O veículo em questão, uma Fiat Strada branca, havia sido subtraído em março de 2023 na cidade de Santo André, São Paulo. A suspeita de que o carro estaria sendo utilizado em atividades ilícitas no litoral paranaense ativou o protocolo de monitoramento.
As equipes policiais conseguiram rastrear o deslocamento do automóvel em tempo real por meio do Olho Vivo. Essa capacidade de acompanhamento instantâneo permitiu o posicionamento estratégico das viaturas e a abordagem rápida e efetiva do veículo.
A interceptação ocorreu na Rodovia Engenheiro Argus Tha Heyn (PR-407), próximo a um posto da Polícia Rodoviária Estadual. Durante a fiscalização inicial, nada de ilícito foi encontrado com o condutor.
No entanto, os policiais observaram alterações visíveis nos elementos de identificação do veículo. Cortes e pontos de solda anômalos levantaram suspeitas sobre a originalidade da identificação.
A Ciência Forense como Pilar da Investigação
Diante das evidências de adulteração, a Polícia Científica foi acionada para realizar um exame técnico aprofundado. A atuação dos peritos é crucial para desvendar a verdadeira identidade do veículo e corroborar as suspeitas policiais.
O perito Leonardo de Ataide Jedneralski explicou que o processo de exame de identificação veicular envolve a análise minuciosa de todas as numerações registradas no chassi e motor. O objetivo é detectar quaisquer sinais de manipulação e, se confirmada a irregularidade, identificar o veículo original.
Este procedimento é essencial para assegurar que o bem seja restituído ao seu legítimo proprietário, garantindo a justiça e a reparação do dano sofrido. A confirmação da adulteração e a identificação do chassi original foram fundamentais para a conclusão do caso.
O tenente Lucas Martinelli destacou a importância do sistema Olho Vivo para otimizar as ações policiais. A tecnologia permite respostas mais ágeis e abordagens mais qualificadas, aumentando a eficiência no combate a crimes patrimoniais.
O veículo apreendido foi encaminhado para os procedimentos legais cabíveis. A inteligência artificial tem sido cada vez mais integrada ao sistema, auxiliando na análise de dados e imagens para o reconhecimento de indivíduos e veículos de interesse policial.

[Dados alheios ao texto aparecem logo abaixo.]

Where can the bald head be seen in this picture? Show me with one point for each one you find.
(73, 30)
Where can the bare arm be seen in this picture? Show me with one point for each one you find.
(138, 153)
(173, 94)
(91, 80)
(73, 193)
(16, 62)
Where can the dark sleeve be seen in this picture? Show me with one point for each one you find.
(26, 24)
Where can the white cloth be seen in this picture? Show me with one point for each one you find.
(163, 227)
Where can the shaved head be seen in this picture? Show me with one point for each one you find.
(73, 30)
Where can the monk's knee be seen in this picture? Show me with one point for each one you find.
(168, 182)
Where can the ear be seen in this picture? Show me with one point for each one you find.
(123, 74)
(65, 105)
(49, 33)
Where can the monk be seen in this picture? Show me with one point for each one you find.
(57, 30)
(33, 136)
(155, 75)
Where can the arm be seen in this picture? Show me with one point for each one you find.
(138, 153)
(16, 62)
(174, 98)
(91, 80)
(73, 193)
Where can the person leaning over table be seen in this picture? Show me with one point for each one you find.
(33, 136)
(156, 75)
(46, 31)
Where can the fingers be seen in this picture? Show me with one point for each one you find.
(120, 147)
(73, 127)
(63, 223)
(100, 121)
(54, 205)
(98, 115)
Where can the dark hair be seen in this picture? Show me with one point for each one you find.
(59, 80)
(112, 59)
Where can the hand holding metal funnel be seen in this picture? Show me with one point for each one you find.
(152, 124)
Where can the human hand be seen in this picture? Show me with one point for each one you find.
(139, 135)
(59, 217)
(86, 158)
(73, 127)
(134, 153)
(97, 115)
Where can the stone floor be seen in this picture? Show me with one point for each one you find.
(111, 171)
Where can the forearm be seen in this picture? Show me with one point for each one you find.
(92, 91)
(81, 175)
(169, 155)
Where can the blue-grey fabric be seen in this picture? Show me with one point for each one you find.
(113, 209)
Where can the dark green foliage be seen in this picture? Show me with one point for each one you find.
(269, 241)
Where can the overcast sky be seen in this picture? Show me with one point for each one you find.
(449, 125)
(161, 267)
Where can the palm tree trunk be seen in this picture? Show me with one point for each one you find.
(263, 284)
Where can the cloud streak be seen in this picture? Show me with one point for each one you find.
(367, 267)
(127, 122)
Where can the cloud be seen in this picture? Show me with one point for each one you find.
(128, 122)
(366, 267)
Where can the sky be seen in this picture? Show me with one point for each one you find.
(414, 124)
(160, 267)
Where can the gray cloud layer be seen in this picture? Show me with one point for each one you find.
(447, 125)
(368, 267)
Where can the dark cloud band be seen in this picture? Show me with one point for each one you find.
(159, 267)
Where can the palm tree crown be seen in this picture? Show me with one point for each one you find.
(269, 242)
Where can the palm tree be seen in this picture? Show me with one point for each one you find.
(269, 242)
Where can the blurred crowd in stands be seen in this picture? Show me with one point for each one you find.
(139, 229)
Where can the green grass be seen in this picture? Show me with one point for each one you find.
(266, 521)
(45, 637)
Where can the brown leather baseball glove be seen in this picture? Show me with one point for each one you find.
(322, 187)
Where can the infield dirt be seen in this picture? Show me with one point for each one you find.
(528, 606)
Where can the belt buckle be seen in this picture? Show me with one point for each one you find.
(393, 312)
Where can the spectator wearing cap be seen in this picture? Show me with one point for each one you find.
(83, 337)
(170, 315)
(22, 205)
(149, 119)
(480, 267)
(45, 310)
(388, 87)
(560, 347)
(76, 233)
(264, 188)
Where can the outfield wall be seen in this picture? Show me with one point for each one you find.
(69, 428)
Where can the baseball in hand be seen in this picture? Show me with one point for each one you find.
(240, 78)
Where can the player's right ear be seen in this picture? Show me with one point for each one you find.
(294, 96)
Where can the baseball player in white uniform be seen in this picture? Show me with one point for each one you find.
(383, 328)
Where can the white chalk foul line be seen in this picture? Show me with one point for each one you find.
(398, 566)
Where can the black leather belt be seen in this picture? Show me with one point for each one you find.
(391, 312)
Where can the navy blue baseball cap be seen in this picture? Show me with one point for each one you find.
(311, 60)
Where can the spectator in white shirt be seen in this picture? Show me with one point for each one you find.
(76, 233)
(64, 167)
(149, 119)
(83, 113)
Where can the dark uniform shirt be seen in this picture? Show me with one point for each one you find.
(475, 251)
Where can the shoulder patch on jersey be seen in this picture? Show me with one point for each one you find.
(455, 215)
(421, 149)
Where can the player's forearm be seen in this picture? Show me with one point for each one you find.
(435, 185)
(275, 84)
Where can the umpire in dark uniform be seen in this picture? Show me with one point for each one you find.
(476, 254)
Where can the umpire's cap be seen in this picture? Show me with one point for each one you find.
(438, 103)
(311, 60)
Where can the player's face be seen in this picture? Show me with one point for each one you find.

O Olho Vivo: Um Investimento em Segurança Pública
Inspirado em modelos internacionais de sucesso, o programa Olho Vivo representa um marco na segurança pública brasileira. Sua expansão visa cobrir o estado com um vasto sistema de monitoramento, totalizando 26,5 mil câmeras.
A primeira fase do programa já contava com cinco mil câmeras em operação. Atualmente, 1,5 mil novos equipamentos estão sendo instalados, e outros 20 mil serão adquiridos pelos municípios em parceria com o governo estadual, com um investimento total de R$ 400 milhões.
Uma das principais inovações previstas para o futuro é a ampliação do uso de inteligência artificial para uma etapa de “investigação assistida”. Isso significa que as câmeras não dependerão apenas da observação humana, mas contarão com ferramentas de análise automática para identificar atividades suspeitas.
Os novos equipamentos possuem recursos avançados, como o cruzamento de dados e imagens em tempo real, potencializados pela inteligência artificial. Essa capacidade auxilia as forças de segurança na identificação de criminosos e na verificação de veículos de interesse policial, fortalecendo a prevenção e a repressão.
No Litoral, a implementação do Olho Vivo avançou com a instalação de 116 câmeras inteligentes em cinco municípios. Essa iniciativa faz parte do reforço de segurança durante o Verão Maior Paraná, um período de aumento significativo de fluxo de pessoas na região.
A tecnologia já contribuiu para a prisão de quadrilhas especializadas em roubo de veículos, o desmantelamento de pontos de tráfico de drogas e a prisão de estelionatários. O programa é coordenado de forma integrada por diversas secretarias estaduais, operando em conformidade com a Lei Geral de Proteção aos Dados Pessoais (LGPD).